Winter: Seven months in review

Star Columnist

My first seven months and 22 days as a sports reporter with the Star have produced some exciting and entertaining moments. Some so-so.

I started May 1 as a news reporter and while I continue to do news features, much of my time is devoted to sports coverage.

The spring sports season was wrapping up when I arrived, although I was able to do some stories on the Custer County District High School (CCDHS) softball, tennis, and track and field teams. And baseball had started for both the Mavericks and Outlaws.

The latter surprised me because I wasn’t expecting two programs in a city the size of Miles City. More on that next spring.

At my age — I turn 70 next month — I wasn’t expecting to come out of retirement. But covering these sports events keeps me thinking young.

Interviewing young athletes and their coaches is a treat — win or lose.

And I get the feeling that many of them hadn’t been interviewed before. I think they enjoy it.

Plus, one of my best friends is Casel Stengel, who walks more than me. But what else would you expect from a 94-year-old?

There are no pro sports to cover in Custer County, so CCDHS and Miles Community College (MCC) events are the center of attention. Most of the home events are routinely covered and I’m already concerned about Jan. 5 when three basketball games are scheduled — Williston State at MCC in a doubleheader and Billings Central at CCDHS (boys).

But before I worry too much about that scheduling  onflict, let’s review some of the early coverage of my short stay here.

The Bucking Horse Sale, considered Miles City’s biggest event of the year, was truly remarkable. The horse racing, despite a few injuries to jockeys, and the wild horse races were more fun than work. Those guys from Arizona keep winning the wild horse title and were a joy to interview.

I can’t wait for the next one on the third weekend in May.

Working with Gail Shaw and the stock contractors during the Eastern Montana Fair and the PRCA rodeo won’t soon be forgotten. And writing about those downtown murals was a treat.

There was a story about a retiring jeweler named Monty and the Cowboy Cobbler, among many others outside of my sports beat.

The City Council meetings were something I’d never covered before, but it was an OK assignment and I had fun with it. (My favorite was the 27-minute meeting).

No, I haven’t forgotten about 20-year-old Jess Lockwood of Volborg, the reigning PBR champion. That means he’s the best bull rider in the world and earning that extra million for his title was something else, especially with the serious injuries he suffered five weeks before the PBR Finals. Just amazing.

Across the street from the Star are two businesses that I frequent — one owned by Vicki Reisenour Leesburg, who as a high school student was taught by my son in Mandan, North Dakota, and the other owned by Mandi Heinle, who peddles, among many other items, great ice cream.

All those eating places along Haynes Avenue; bad effect on my belly, but oh so good. Plus that Yellowstone place where they make great chicken.

Now, back to sports.

The recent high school football season was tremendous, watching the Cowboys go from 0-2 to 8-2 before having the season end against eventual state Class A champion Columbia Falls. I could be wrong, but those two early losses to Billings Central and Laurel would have been avenged if they’d met again.

Volleyball is one of my favorite sports, especially when played at a high level. For the CCDHS Cowgirls, I saw talent but not so many victories. At times, though, they were sharp, getting that nice pass, set and kill.
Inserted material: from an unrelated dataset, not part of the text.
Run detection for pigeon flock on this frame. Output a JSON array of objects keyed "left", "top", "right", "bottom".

And I’m going to get Kyra Oakland to teach me that celebration step after serving an ace.

The MCC women’s volleyball team allowed more than a dozen young women – all freshmen – to enjoy college athletics. But freshmen against sophomores proved too much. The exuberance of coach Chase Soennichsen indicates better days ahead.

The current winter sports season has produced a pleasant surprise — the MCC women’s basketball team, which is off to a 13-2 record after closing the pre-Christmas schedule with an 11-game winning streak. If they can be competitive in National Junior College Athletic Association Region IX, mostly against Wyoming teams, it would be a remarkable season for first-year coach Nate Vogel and his roster that includes six players from Europe.
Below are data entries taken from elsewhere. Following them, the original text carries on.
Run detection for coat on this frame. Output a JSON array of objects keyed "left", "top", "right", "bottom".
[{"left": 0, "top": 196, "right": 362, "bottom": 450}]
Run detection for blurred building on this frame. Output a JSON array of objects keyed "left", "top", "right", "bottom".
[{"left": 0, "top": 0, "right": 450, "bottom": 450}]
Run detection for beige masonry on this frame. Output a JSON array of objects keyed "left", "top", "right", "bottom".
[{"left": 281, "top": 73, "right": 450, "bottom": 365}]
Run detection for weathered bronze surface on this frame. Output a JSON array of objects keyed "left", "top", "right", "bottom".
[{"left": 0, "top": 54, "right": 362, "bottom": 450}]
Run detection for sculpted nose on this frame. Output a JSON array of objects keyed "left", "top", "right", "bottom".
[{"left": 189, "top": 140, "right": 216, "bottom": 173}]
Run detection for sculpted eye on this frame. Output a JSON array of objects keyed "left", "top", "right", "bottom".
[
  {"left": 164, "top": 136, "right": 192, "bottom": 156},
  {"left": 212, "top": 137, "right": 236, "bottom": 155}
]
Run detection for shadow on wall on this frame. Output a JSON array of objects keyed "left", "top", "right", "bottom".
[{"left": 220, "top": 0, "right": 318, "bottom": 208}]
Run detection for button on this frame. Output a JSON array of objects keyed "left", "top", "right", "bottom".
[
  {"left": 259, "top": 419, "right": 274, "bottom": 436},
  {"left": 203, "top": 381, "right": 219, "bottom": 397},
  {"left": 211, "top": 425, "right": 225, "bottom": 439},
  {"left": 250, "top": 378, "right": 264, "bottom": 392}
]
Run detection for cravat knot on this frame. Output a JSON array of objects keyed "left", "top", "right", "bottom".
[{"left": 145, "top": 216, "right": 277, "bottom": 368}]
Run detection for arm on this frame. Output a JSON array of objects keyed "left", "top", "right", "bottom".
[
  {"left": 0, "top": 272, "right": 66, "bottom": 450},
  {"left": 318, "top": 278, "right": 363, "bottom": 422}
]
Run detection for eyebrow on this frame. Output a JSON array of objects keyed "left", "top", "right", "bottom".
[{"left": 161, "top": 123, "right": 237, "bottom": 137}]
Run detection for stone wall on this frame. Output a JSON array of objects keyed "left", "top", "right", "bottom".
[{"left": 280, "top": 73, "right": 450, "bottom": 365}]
Men’s coach Chase Tait doesn’t have his Pioneers off to a good start in his ninth full season at MCC. With a 5-10 record, he’s hoping for a quick reversal at the defensive end to complement an explosive offense. Good shooting will have to overcome height in the Region IX season.

But before we concentrate on 2018 sports, let’s enjoy the holiday season.

Merry Christmas to all and Happy Hannukah to my friend Bubbles (there are so few of us in this neighborhood).